限界集落とは、65歳以上の高齢者が50%以上となり、冠婚葬祭等の社会的共同生活の維持が困難である状態(Wikipediaより)。
こんな環境の中、集落生き残りのために集落営農を掲げ、効率化と収益の改善を始めた優。当然のように変化を受け入れない抵抗勢力、自治体との確執、そして恋愛…。やがて経営は軌道に乗るが、とんでもない事件が待っていて…。
と、読み物としてはいろいろな要素が盛り込まれ、ストーリー展開も良く大変楽しめる内容になっていると思います。個人的には中央道で2時間、そこからさらに1時間ということで山梨県、しかも南部のほうか! と勝手に舞台を具体的に決めて一人盛り上がって読み進めておりましたw。
舞台設定の巧さもさることながら、本書の一番の魅力は、個性豊かな登場人物にあるように感じます。
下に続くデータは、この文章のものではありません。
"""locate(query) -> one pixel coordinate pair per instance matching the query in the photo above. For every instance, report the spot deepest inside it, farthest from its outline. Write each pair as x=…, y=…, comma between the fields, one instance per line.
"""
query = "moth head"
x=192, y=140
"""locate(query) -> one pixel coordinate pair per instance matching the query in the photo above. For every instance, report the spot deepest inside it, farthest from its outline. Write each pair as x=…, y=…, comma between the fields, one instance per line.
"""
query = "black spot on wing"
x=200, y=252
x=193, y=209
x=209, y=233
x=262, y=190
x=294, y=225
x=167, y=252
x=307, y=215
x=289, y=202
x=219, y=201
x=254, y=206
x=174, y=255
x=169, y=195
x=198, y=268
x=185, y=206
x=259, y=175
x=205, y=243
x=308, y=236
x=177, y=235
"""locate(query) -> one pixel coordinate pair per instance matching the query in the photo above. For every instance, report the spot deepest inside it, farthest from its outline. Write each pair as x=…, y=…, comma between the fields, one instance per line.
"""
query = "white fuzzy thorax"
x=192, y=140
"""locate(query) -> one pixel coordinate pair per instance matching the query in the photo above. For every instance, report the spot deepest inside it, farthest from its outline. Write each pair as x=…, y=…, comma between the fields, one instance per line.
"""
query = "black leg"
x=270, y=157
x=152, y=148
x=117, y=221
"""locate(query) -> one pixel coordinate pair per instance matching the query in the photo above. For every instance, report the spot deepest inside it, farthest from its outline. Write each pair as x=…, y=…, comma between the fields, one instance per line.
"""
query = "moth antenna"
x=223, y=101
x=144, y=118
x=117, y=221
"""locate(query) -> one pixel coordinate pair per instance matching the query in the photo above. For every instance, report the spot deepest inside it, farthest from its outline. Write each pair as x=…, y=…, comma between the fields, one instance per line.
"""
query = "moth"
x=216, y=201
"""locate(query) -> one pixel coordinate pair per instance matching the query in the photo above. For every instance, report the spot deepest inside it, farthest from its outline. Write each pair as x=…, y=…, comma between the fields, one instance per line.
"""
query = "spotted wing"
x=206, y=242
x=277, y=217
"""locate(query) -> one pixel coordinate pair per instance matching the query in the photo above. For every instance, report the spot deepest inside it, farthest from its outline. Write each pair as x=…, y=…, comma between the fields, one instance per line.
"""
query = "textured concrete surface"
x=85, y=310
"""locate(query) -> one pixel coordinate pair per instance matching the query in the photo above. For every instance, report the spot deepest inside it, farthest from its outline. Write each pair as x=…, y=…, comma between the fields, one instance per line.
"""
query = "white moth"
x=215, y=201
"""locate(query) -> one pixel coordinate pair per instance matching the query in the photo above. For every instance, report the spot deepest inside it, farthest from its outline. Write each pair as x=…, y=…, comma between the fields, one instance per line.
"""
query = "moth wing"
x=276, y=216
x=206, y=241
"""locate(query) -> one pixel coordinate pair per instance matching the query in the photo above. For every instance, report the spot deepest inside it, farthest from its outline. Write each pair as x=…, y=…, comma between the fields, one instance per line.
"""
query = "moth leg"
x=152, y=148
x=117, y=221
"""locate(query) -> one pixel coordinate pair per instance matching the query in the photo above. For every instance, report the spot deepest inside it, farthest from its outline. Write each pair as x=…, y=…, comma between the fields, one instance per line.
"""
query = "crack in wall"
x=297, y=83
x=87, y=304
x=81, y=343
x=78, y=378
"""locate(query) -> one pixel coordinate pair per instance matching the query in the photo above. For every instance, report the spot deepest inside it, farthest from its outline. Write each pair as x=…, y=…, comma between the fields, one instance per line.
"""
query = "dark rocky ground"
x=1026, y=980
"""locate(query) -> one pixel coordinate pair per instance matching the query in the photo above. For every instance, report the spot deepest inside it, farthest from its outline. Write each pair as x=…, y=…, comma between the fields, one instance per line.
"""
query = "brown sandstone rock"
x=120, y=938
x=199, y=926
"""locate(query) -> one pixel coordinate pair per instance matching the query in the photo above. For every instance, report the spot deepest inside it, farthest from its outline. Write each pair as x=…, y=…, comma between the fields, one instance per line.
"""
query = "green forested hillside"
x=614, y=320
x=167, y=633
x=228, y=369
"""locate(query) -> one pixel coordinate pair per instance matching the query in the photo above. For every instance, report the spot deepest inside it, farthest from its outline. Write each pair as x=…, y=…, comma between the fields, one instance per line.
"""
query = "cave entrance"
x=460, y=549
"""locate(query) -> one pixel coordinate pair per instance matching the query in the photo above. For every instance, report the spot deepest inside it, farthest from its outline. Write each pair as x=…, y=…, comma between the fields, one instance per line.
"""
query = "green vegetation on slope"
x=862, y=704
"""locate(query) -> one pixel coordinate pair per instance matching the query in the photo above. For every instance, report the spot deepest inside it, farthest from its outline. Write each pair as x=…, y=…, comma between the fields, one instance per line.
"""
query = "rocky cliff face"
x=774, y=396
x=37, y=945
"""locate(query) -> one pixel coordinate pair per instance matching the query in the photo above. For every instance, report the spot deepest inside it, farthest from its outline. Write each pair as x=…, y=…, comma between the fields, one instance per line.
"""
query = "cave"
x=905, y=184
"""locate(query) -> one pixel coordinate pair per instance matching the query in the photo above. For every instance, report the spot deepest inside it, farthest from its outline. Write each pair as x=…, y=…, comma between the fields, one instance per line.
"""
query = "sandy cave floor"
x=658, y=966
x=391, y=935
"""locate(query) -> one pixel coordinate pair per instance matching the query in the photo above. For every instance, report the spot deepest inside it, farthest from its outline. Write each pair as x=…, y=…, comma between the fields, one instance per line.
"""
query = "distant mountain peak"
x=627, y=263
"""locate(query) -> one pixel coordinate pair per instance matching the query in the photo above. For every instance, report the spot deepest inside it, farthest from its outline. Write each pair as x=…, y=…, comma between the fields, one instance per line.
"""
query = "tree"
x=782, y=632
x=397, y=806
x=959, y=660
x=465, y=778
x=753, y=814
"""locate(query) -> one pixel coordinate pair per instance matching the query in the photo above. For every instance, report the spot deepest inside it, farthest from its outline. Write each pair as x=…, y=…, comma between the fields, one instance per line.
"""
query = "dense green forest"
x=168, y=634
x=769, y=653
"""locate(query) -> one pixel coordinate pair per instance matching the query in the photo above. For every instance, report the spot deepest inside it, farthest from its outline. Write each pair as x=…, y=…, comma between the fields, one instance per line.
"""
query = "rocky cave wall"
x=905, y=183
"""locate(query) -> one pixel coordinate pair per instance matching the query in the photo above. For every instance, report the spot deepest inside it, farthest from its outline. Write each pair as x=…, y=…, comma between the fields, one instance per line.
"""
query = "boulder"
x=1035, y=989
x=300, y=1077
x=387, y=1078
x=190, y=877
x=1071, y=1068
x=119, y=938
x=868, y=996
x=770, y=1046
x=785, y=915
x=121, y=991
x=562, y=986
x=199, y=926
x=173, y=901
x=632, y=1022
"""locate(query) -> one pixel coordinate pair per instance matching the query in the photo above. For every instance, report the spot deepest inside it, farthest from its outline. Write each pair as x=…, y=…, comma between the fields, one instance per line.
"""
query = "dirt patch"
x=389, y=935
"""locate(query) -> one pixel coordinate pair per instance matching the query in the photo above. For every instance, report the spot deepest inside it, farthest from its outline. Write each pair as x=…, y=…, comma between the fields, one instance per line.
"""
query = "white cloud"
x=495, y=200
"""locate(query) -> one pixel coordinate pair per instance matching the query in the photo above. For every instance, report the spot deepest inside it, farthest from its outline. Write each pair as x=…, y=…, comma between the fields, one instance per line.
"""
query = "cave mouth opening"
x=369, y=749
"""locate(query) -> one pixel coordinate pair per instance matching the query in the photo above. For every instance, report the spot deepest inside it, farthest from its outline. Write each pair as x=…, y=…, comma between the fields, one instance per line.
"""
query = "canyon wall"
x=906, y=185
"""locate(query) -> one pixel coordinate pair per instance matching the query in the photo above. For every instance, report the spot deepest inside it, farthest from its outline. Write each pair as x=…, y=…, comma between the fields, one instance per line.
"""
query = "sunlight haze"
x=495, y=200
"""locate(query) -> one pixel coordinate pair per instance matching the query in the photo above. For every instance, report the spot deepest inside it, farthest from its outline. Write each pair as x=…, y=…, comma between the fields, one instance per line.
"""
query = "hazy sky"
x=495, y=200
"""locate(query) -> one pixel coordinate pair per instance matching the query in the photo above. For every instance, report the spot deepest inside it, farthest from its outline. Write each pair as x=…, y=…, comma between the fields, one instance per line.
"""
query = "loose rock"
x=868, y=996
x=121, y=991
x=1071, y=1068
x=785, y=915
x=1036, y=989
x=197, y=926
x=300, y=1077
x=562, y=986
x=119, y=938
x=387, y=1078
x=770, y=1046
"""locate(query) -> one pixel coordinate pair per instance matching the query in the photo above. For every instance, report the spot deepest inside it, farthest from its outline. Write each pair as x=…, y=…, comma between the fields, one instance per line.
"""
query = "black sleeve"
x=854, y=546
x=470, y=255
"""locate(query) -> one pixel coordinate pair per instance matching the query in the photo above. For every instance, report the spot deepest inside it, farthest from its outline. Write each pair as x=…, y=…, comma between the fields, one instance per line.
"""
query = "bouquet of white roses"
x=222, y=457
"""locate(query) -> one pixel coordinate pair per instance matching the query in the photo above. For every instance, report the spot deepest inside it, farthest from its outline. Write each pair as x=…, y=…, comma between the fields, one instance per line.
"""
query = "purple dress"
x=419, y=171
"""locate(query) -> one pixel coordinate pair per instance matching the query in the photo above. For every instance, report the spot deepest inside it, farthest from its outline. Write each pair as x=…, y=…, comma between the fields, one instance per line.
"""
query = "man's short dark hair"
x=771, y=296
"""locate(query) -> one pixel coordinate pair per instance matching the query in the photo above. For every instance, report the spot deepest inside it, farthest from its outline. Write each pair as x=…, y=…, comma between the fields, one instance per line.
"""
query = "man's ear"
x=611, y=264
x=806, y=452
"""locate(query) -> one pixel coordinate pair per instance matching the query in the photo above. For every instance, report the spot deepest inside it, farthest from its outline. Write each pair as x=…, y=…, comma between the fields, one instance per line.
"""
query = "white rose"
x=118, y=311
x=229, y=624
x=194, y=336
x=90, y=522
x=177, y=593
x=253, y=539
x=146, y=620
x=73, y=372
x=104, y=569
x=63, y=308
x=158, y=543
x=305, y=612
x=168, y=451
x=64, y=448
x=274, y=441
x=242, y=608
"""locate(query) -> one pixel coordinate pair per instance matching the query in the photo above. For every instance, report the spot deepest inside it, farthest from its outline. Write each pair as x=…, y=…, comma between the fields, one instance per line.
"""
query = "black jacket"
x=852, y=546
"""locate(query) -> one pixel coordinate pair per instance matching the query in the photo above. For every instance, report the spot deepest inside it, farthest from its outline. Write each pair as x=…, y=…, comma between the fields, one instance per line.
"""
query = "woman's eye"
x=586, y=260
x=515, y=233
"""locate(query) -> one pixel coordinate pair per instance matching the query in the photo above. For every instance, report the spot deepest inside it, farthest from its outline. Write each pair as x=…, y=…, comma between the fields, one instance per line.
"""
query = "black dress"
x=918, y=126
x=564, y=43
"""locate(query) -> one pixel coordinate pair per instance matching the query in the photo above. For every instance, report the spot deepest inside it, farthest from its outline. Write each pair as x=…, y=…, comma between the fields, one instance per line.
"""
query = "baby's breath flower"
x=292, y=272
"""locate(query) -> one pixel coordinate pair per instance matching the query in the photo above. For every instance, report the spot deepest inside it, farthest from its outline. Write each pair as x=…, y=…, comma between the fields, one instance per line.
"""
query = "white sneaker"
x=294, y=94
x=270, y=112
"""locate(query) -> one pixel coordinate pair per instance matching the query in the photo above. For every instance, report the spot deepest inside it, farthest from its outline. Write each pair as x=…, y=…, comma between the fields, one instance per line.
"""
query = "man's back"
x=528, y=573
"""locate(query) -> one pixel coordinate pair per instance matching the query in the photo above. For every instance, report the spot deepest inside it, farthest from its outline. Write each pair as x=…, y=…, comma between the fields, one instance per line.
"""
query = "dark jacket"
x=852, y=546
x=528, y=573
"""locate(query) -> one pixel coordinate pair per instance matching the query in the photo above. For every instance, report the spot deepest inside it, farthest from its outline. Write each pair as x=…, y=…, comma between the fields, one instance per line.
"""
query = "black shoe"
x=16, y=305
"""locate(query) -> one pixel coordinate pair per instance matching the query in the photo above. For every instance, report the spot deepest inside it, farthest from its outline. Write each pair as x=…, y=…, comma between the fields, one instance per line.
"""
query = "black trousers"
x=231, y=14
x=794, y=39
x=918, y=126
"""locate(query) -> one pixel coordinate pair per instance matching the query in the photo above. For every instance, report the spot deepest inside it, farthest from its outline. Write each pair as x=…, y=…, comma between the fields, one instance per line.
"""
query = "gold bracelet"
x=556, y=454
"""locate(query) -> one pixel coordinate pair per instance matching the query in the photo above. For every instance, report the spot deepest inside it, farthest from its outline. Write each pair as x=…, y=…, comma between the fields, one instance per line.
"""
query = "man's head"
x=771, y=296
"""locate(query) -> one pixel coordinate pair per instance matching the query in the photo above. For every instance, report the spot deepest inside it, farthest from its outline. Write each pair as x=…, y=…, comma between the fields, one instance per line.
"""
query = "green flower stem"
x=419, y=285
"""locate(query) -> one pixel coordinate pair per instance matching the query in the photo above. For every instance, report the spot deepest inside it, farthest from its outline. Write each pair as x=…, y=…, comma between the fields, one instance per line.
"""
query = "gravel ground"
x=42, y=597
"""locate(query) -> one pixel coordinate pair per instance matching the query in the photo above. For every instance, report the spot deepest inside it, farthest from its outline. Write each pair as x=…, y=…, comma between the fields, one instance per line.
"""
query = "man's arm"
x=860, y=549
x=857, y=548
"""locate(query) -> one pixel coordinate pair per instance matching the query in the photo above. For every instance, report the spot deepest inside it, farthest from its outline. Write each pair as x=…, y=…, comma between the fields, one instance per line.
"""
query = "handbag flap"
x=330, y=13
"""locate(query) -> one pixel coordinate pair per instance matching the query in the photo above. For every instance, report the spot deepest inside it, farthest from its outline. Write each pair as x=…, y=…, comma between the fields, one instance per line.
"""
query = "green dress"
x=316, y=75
主人公の優は実は優秀なファンドマネージャー、どことなく影のある正登、あかねに代表される農業研修生の面々、そして頑固な正登の娘、美穂。あれっ、限界集落たるべき(?)ご老人があまり出てきませんねw。そうです、主役はあくまで若年世代です。限界集落の存続には、継続的な若年世代の流入が不可欠なのですから、納得出来る話です。
しかし老人達も、集落に活気が出てきたことで活き活きと変化していく様子が随所に描かれ、地域活性化には経済的な面のみならず、精神面での充実が必要であることを認識させられます。
私自身、市町村合併により広大な面積となった自治体の(どちらかと言えば)中心部に住んでおり、この辺りの事情は何と無く分かるのですが、実経験から考えるとここまで都合良く農作物が売れるか?、とか、優の完全無欠な完璧さが鼻につくよな?、等ケチをつけたくなる部分も有るわけですが、まあ小説ですからw。あくまで読み物として考えれば、コンパクトシティ構想、ゆるキャラ(?)によるイメージ戦略等、トレンドもきっちりと押さえられており総じて良く出来た小説であるように感じました。